Quels types de conseils donnez-vous ?
Ils sont très variés, et dépendent des difficultés rencontrées par les patients. En cas de dysphagies, je donne des conseils nutritionnels pour atteindre la texture recommandée par l’orthophoniste tout en permettant une couverture des besoins caloriques. En cas d’hyposalivation, on favorisera une alimentation lubrifiée et mixée, qui glisse mieux. Il est conseillé de boire pendant le repas, de fractionner les prises et de consommer des aliments acides qui augmentent la salivation (eau citronnée, préparation à base de fruits rouges…). En cas de lésion buccale douloureuse à la prise alimentaire, on peut conseiller des adaptations de repas telles qu’une texture modifiée, la prise des liquides à la paille pour éviter le déplacement du bol alimentaire dans la bouche.
Comment maintenir un bon état nutritionnel ?
L’indicateur le plus simple permettant de savoir si les besoins en énergie de l’organisme sont couverts par les apports alimentaires, c’est le poids. Je recommande de se peser une fois par semaine, le matin à jeun. Si l’on constate une perte de poids importante et rapide il faut le signaler rapidement à son médecin. Une perte de 5% de son poids en 1 mois ou 10% en moins de 6 mois correspond à une dénutrition. En pré-opératoire, l’intervention diététique dépend du grade nutritionnel du patient qui dépend lui-même de son statut nutritionnel et du risque de morbidité de l’intervention.
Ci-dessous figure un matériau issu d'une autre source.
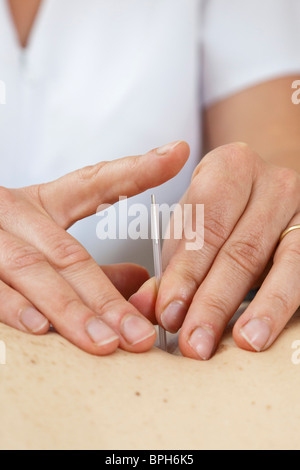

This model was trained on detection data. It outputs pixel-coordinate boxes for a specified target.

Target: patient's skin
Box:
[0,306,300,450]
[0,0,300,360]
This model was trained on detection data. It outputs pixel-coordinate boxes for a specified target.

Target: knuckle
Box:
[91,292,126,315]
[5,243,46,271]
[204,207,229,249]
[201,292,229,327]
[275,168,300,201]
[52,238,90,270]
[223,232,264,276]
[77,161,109,183]
[0,186,16,208]
[266,289,291,316]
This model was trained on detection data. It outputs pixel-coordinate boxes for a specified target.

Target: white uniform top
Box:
[0,0,300,268]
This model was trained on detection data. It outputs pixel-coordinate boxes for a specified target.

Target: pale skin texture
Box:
[5,0,300,359]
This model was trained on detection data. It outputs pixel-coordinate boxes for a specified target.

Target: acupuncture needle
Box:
[151,194,167,351]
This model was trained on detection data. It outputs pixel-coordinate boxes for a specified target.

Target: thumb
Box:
[38,141,189,229]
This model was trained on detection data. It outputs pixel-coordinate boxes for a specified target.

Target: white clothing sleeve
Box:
[202,0,300,106]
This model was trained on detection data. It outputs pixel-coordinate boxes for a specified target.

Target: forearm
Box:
[204,77,300,173]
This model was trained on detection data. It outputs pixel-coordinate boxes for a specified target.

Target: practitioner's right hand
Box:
[0,142,189,355]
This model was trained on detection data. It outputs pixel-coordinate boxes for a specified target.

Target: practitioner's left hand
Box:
[130,143,300,360]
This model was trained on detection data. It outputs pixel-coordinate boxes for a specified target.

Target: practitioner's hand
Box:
[131,143,300,359]
[0,142,189,355]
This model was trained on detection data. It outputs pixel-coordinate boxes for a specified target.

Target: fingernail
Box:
[160,300,187,333]
[86,318,119,346]
[240,318,271,352]
[156,140,182,155]
[121,315,156,346]
[188,327,215,361]
[20,307,49,333]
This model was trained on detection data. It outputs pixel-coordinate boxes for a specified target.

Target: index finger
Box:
[36,141,189,229]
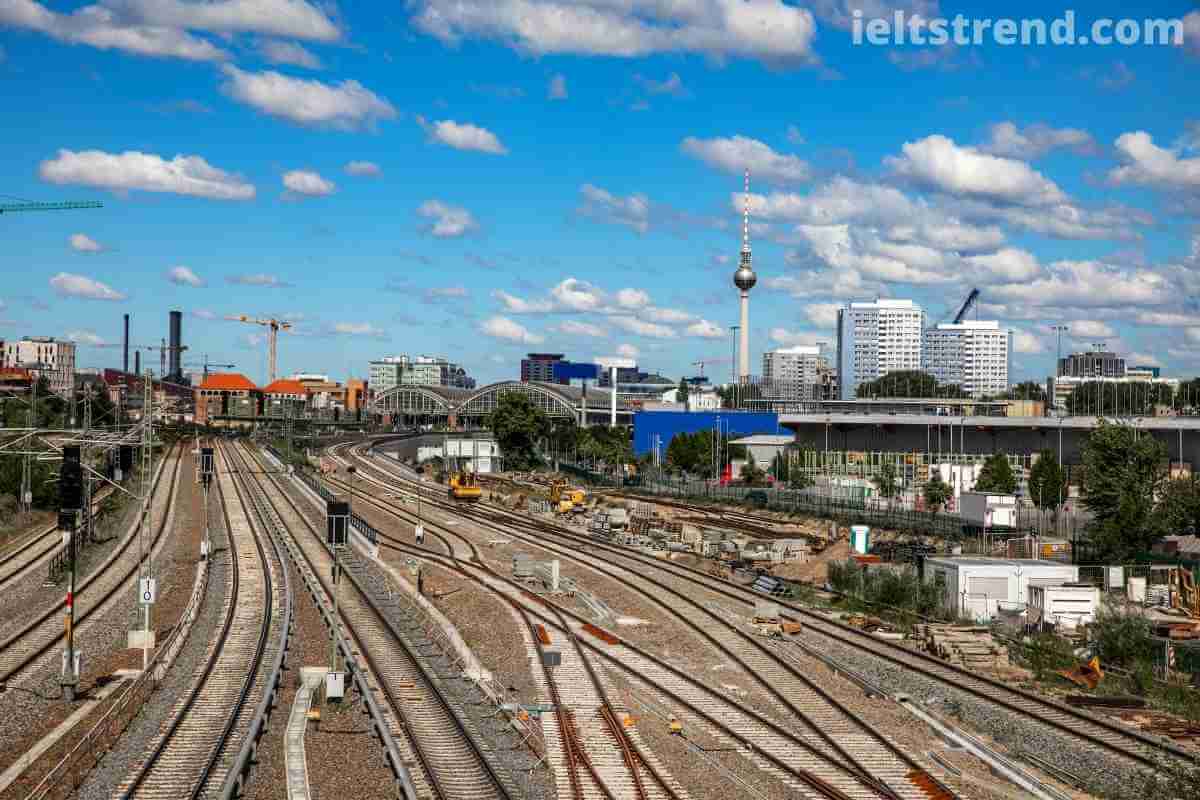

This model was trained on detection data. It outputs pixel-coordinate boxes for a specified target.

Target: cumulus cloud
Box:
[221,64,397,131]
[546,74,568,100]
[416,200,479,239]
[884,134,1066,205]
[684,319,725,339]
[980,122,1097,161]
[344,161,383,178]
[38,150,254,200]
[412,0,816,65]
[226,272,292,289]
[167,265,204,288]
[556,319,608,338]
[50,272,127,301]
[1109,131,1200,188]
[479,317,546,344]
[283,169,337,197]
[258,38,324,70]
[612,317,678,339]
[416,116,509,156]
[67,234,104,253]
[679,134,811,184]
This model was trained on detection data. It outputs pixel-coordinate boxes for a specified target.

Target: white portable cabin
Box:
[924,557,1079,621]
[1026,584,1100,631]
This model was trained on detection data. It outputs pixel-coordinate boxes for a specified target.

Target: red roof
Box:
[263,378,308,395]
[199,372,258,392]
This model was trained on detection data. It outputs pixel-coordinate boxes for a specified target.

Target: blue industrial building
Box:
[634,410,788,457]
La prise en charge diététique peut conduire à une simple remise de conseils nutritionnels, à la mise en place de compléments nutritionnels oraux voire l’initiation d’une nutrition artificielle par sonde naso-gastrique.
Quand doit-on recourir à la nutrition entérale/parentérale ?
Si l’on diagnostique une dénutrition chez un patient et que ce dernier consomme moins des 2/3 de ses besoin il est recommandé de mettre en place une nutrition artificielle par sonde-nasogastrique. Dans le cadre d’une intervention chirurgicale, elle doit être initiée au minimum 10 jours avant l’intervention. Si cette nutrition artificielle dure plus d’un mois, une pose de gastrostomie peut être prévue.
Si le tube digestif n’est pas fonctionnel, nous pouvons avoir recours à une nutrition parentérale (intraveineuse). Cette dernière a un risque de complications plus important et doit être discutée.
Propos recueillis par Céline Dufranc
BON A SAVOIR : après l’hospitalisation, après un bilan initial, un parcours post-cancer est prescrit par l’oncologue ou le médecin traitant dans un montant maximal de 180 euros par an et par patient, sans reste à charge ni avance de frais pour le patient. Il peut comprendre un bilan d’activité physique, qui donne lieu à l’élaboration d’un projet d’activité physique adaptée, un bilan diététique, un bilan psychologique ainsi que des consultations de suivi diététiques et psychologiques.
–> Se renseigner sur le site de l’ARS (agence régionale de santé) dont vous dépendez.
COUPS DE POUCE :
Chef RICO : Des recettes pour retrouver le goût des bonnes choses en versions hachées, mixées et/ou en petite quantité : cake à la feta et à la menthe, riz au lait vanillé enrichi, bavarois à la fraise, hachis parmentier au poulet et pruneaux, muffin aux pommes mixées et à la poudre d’amande etc
IDÉES RECETTES :
Un bar à compléments alimentaires
A Levallois-Perret, l’Institut Rafaël, maison de l’après-cancer, a installé un Bar à compléments alimentaires pour que les patients puissent goûter différents produits. Caroline Perrault, responsable de la cuisine, crée des recettes gourmandes à base des CNO pour leur permettre de mieux les consommer et de garder un lien social en se mettant à table avec les proches, tout en mangeant « utile ».